Despite the hype, the number of deals remains small.
Will it serve for any model to build mischief on? What is he for a fool that betroths himself to unquietness?—Don John, “Much Ado About Nothing,” Shakespeare.
There has been growing attention paid to multi-process BPO of late, at least in the press if not among buyers. Alternately called multi-tower BPO or GAO (as it addresses much of the general and administrative spend of an organization), multi-process BPO bundles administrative services for several processes under a single master agreement. A few deals thus far have encompassed the delivery of technology and process execution for HR, F&A, IT, and procurement.
At the risk of sounding like we’re dismissing the concept of multi-process BPO, it’s not clear what the fuss is about. As of this writing, there have been just nine deals tracked by Everest (see Fig. 1). This compares with a whopping 135 HRO deals in the same time period. Further, there doesn’t appear to be any rapid growth over time.
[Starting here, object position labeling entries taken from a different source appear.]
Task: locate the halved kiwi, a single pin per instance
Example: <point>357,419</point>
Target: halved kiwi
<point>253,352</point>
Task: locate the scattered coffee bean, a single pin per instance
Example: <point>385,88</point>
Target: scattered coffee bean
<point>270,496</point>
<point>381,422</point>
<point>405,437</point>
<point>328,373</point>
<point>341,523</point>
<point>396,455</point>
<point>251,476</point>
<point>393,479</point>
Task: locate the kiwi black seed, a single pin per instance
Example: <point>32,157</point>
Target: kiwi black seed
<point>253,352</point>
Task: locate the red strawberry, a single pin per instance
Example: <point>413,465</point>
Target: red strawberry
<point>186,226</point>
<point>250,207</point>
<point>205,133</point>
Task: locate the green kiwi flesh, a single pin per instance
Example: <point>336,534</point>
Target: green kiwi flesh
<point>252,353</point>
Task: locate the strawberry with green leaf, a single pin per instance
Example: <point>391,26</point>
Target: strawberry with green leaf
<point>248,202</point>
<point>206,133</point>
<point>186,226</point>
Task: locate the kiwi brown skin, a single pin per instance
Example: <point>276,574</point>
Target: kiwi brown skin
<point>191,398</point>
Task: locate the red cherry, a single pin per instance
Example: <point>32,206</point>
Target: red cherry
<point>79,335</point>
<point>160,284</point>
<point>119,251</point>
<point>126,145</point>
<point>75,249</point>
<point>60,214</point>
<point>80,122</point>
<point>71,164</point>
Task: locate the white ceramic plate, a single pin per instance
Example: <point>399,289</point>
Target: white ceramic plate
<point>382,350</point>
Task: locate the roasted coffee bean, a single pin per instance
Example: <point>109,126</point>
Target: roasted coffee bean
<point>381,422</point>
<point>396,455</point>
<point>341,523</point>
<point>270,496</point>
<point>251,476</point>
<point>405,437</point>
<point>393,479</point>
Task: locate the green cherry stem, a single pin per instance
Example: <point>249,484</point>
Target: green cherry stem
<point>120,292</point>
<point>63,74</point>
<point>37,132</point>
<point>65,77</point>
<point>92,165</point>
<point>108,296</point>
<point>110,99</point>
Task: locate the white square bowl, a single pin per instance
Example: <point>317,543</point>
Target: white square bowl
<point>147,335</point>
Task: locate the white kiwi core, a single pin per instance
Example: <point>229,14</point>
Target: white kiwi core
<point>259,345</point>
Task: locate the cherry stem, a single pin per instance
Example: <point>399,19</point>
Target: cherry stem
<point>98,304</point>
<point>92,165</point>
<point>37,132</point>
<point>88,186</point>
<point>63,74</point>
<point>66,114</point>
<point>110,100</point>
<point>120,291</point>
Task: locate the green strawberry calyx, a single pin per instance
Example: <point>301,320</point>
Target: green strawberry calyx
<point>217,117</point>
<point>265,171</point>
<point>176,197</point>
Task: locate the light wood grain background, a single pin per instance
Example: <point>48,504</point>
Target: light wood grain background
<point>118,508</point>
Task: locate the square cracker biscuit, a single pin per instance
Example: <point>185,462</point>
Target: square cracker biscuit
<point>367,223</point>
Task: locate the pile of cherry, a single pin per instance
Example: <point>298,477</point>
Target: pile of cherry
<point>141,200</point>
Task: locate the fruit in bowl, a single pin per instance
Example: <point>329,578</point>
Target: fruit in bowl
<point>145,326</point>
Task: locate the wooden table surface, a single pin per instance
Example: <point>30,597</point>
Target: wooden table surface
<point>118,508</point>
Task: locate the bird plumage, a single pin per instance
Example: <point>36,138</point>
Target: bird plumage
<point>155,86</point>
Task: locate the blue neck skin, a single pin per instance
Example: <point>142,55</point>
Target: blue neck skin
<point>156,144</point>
Whereas with HRO, the number of deals grew 22 percent last year (39 in 2005 vs. 32 in 2004), multi-process BPO deals have numbered two for each of the past five years other than in 2003, when there was just one. Multi-process deals appear to be largely contained to the energy and utility sector, which represents 56 percent of deals.
Much of the apparent interest seems to be among the supplier community, where such large and complex engagements play to their strengths. Few organizations boast the expertise and infrastructure to successfully manage and deliver multi-domain services around the globe. The short list of providers reflects the same list as the winners of multi-process deals thus far.
The big winner thus far has been IBM. While it and Capgemini claim three multi-process contracts, IBM is capturing 44 percent of the annual contract value (ACV) of $246 million spent each year across multi-process BPO engagements. And if $246 million sounds like a large number, one should keep in mind that this is just 12 percent of the more than $2 billion HRO ACV.
So what are the advantages and disadvantages for buyers? There is a compelling benefit to organizations that have elected this as their sourcing strategy. Current buyers have cited the CEO-/CFO-driven nature of multi-process BPO deals as creating a strong environment for change within their organizations.
Regarding disadvantages, a concern cited was whether a single provider truly could deliver consistently excellent execution across so many complex processes and functions, or would the buyer need to make compromises? Another concern is that the motivational factors for HRO are not the same for FAO or ITO and that getting alignment in the sought-after value was difficult. There also were concerns over “putting all your eggs into one basket” and the accompanying fear that reduced competition might not lead to the lowest price over time.